Regex Basics - Named Groups, Backreferences, and Regex.Replace
A U.S. Social Security Number is a 9-digit number, but it can be formatted in several different ways. Sometimes it appears as a number with no separation, like 123456789. Other times, however, a space or a dash may by used to make it 123 45 6789 or 123-45-6789. We may write an expression to cover these different separators that looks like this:
\d{3}[ -]?\d{2}[ -]?\d{4}
|
This would allow us to match the preceding examples, but it would also match things like 12345-6789 or 123-45 6789, which do not really look like well-formatted SSNs. To insure that we have separators in both places and that the separators are the same, we can use named groups and a backreference.

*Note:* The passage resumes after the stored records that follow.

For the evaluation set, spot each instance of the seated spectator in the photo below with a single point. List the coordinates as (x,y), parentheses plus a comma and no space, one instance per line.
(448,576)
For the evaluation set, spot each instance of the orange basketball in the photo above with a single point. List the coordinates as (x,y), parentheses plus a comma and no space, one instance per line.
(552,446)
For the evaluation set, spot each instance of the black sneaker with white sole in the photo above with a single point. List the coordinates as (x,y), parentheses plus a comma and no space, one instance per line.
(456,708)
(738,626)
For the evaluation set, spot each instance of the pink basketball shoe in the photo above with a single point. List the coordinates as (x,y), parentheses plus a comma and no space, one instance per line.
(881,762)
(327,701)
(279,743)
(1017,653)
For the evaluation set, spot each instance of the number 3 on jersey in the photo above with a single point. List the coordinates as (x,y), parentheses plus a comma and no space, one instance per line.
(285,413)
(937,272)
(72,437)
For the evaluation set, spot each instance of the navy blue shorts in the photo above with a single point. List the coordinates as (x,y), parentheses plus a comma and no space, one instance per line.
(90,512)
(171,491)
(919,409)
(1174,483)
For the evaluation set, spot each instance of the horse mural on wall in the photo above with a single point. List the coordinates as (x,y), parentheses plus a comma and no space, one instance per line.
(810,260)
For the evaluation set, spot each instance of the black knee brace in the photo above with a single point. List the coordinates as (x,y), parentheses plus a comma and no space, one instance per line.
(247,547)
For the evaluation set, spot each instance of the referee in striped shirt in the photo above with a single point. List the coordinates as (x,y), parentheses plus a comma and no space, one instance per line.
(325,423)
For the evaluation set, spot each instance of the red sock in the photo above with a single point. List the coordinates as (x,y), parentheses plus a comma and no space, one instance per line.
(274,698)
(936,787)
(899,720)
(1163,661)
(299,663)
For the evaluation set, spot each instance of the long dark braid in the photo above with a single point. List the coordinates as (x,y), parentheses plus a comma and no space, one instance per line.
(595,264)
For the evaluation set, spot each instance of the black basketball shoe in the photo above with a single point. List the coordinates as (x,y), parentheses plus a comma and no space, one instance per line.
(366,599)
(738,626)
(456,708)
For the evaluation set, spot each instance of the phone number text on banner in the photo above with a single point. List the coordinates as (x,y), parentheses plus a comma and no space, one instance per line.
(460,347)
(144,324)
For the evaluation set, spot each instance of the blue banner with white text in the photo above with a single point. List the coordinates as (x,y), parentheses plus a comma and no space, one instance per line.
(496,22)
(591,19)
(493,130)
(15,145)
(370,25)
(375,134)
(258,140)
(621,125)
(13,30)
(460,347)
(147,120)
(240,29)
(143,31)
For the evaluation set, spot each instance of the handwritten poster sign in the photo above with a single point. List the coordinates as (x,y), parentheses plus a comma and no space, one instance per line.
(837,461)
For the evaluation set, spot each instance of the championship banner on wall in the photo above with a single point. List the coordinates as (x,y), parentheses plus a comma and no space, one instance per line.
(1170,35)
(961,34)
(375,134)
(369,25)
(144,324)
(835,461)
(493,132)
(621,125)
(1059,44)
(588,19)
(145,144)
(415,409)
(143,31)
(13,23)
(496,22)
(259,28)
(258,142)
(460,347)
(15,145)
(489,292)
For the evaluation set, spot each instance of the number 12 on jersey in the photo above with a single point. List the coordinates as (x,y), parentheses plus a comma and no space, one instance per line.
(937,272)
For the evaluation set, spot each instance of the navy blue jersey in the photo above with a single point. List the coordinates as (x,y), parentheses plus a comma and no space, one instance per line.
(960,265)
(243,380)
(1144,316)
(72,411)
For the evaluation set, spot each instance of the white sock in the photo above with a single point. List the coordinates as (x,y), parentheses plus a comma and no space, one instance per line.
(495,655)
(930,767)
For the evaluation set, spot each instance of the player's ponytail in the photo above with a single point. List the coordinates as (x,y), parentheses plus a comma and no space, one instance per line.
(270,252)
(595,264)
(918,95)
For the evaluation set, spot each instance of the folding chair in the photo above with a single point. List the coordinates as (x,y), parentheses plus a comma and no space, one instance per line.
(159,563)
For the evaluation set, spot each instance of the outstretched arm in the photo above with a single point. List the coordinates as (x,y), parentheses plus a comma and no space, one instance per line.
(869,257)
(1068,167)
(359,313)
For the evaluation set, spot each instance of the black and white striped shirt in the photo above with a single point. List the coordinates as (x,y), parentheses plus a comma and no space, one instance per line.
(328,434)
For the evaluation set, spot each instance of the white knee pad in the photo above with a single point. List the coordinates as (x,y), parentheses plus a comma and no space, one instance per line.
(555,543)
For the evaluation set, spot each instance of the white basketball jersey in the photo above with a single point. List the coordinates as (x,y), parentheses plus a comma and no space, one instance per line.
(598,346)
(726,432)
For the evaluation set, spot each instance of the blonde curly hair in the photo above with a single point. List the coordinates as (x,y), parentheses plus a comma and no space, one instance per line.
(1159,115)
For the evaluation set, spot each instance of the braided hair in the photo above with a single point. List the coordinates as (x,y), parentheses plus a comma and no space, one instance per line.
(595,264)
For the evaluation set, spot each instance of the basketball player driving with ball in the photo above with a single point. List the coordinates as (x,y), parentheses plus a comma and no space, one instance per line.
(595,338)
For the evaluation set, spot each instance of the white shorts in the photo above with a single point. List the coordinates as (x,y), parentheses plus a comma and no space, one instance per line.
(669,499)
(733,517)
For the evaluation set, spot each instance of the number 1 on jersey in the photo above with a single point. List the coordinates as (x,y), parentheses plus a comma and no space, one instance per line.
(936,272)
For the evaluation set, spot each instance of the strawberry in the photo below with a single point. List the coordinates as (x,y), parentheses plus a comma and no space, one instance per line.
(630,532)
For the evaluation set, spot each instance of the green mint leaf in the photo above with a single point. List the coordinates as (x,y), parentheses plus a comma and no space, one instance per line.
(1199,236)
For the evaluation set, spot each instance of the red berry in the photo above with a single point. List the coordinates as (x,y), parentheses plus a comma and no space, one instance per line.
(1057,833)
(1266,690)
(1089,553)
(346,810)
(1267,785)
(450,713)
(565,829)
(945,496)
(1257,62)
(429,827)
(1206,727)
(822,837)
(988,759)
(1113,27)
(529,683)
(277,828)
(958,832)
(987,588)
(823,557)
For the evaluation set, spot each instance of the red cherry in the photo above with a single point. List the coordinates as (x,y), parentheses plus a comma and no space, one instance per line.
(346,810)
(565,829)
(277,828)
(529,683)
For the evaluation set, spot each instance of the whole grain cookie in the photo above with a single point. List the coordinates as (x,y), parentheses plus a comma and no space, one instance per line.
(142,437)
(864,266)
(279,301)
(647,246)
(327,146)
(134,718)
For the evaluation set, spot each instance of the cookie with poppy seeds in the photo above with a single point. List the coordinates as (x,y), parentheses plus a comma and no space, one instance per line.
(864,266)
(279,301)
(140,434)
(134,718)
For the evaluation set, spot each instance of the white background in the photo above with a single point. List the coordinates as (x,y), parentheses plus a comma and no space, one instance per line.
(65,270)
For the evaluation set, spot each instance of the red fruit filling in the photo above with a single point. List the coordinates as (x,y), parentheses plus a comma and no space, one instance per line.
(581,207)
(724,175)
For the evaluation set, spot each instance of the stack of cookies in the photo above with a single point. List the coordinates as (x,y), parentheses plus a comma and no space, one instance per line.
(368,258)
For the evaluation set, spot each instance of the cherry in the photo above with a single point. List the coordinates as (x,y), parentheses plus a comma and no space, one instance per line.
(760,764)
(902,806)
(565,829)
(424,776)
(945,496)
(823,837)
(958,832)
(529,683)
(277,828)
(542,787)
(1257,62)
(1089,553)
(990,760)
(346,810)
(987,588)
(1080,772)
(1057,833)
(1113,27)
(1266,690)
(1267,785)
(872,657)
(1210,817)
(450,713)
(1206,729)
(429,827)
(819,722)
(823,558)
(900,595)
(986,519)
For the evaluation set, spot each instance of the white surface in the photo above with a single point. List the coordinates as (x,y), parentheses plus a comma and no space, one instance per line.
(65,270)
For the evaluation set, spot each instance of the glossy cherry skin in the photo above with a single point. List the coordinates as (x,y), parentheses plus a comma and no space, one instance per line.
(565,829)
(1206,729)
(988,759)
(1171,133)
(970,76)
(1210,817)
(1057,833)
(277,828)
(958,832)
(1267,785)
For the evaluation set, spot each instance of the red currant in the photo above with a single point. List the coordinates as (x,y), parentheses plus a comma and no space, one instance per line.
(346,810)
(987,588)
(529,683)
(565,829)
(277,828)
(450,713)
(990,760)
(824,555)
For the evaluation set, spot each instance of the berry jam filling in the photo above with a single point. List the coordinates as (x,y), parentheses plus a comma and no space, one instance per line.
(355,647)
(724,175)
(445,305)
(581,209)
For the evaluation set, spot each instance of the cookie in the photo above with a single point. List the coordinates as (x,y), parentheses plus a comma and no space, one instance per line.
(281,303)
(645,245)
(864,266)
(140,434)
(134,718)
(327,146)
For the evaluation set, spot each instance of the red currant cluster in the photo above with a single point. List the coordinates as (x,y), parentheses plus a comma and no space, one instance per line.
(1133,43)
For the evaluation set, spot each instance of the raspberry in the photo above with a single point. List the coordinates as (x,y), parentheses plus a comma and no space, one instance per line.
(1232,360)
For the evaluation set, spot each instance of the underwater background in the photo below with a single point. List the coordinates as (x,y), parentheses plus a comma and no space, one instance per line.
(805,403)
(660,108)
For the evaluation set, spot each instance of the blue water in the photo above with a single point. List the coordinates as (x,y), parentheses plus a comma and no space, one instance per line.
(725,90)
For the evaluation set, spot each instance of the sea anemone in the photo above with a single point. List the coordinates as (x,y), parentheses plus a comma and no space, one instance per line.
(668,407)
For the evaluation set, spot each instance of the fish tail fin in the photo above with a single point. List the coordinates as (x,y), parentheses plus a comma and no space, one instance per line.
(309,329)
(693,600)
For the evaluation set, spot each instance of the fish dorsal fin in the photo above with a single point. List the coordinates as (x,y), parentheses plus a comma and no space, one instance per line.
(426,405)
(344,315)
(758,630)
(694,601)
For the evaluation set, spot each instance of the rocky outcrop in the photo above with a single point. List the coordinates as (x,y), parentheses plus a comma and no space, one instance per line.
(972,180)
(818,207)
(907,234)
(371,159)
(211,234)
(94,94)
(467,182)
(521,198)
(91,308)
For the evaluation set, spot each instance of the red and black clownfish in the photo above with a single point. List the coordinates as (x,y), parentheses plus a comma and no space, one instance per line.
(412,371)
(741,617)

\d{3}(?<separator>[ -]?)\d{2}\k<separator>\d{4}
|
The (?<separator>[ -]?) captures the separator in a named group, enabling us to reference this later using \k<separator>. Named groups provide a powerful way to reference earlier matched portions. Rather than just match well-formatted SSNs, we could use other named groups to convert those SSNs into the format we desire. If we are storing these SSNs in a database, for example, we may want to put them into a numeric field without separators, regardless of what separators were in the original. This is accomplished by grouping the numeric portions of the SSN as well as the separators.
(?<first>\d{3})(?<separator>[ -]?)
(?<second>\d{2})\k<separator>(?<third>\d{4})
|
Using the Replace method, we can get rid of any separators that may be in the SSN
Regex.Replace("123-45-6789","(?<first>\d{3})(?<separator>[ -]?)(?<second>\d{2})\k<separator>(?<third>\d{4})","${first}${second}${third}")
|
Named groups, backreferences, and replacement expressions are also useful for formatting dates, reading comma delimited files from Microsoft Excel or databases, and rearranging items in a list.